Dearer than her own eyes to her ;
For so well the creature knew her,
She did not know her mother better ;
Not a moment would he quit her,
Hopping hither, flitting thither,
Ever blest while he was with her ;
Piping shrill and twittering clearly,
To her alone whom he loved dearly.
Now the dark way he is wending,
Whence they say is no ascending.
Ill luck be with thee, gloomy hollow,
That every pretty thing dost swallow,
To steal away my pretty sparrow!
Alas! poor bird-oh, deed of sorrow!
My sweet one's eyes, with tears so salt,
Are red and swollen; 'tis all thy fault.
SCHILLER'S TRANSLATION OF MACBETH.
In Schiller's translation of Macbeth, in the 3rd Scene of the 1st Act, lines, of which the following are a free version, are substituted for the original Conference of the Weird Women, previous to the entrance of Macbeth and Banquo. It was manifestly the purpose of Schiller to discard the witch element altogether out of his “ Weird Sisters," and to raise them to a level with the Eumenides and Parcæ. As a modern poet, writing for time present, and probably for the time to come, he might be right in omitting the killing swine, the sailor's thumb, the chestnut munching; but his idea is not in the spirit of ancient or modern demonology. If Schiller showed a more refined taste, Shakspeare exhibits a wider knowledge and a deeper philosophy.

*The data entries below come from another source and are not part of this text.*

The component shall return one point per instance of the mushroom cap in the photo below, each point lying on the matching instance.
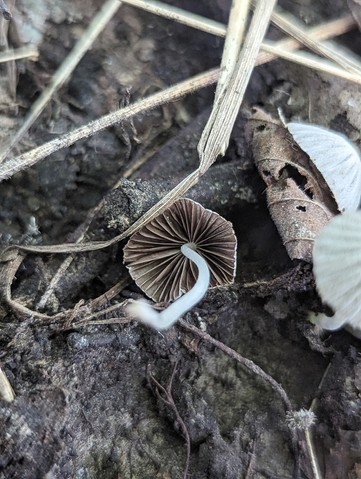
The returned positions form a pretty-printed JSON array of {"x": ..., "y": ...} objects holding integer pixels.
[
  {"x": 337, "y": 269},
  {"x": 153, "y": 254},
  {"x": 337, "y": 159}
]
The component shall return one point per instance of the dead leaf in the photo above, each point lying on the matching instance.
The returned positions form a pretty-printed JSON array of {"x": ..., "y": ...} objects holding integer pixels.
[{"x": 299, "y": 200}]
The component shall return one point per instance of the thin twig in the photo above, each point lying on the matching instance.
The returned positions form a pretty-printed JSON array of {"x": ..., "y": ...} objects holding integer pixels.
[
  {"x": 291, "y": 26},
  {"x": 247, "y": 363},
  {"x": 232, "y": 46},
  {"x": 311, "y": 452},
  {"x": 98, "y": 23},
  {"x": 29, "y": 51},
  {"x": 179, "y": 15},
  {"x": 6, "y": 391},
  {"x": 324, "y": 31},
  {"x": 312, "y": 61},
  {"x": 13, "y": 165},
  {"x": 25, "y": 160},
  {"x": 216, "y": 134},
  {"x": 169, "y": 401},
  {"x": 5, "y": 11}
]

First Witch. Sister, let's hear; what hast thou
been doing? Second. On the sea I 've been busy at wrecking
Third. Sister, what thou ?
First. I saw a fisherman all in rags-
A very heap of rags was he,-
Yet he mended his nets and sang merrily,
And cared no more how the old world wags,
Than if he'd the wealth of the sea in his bags.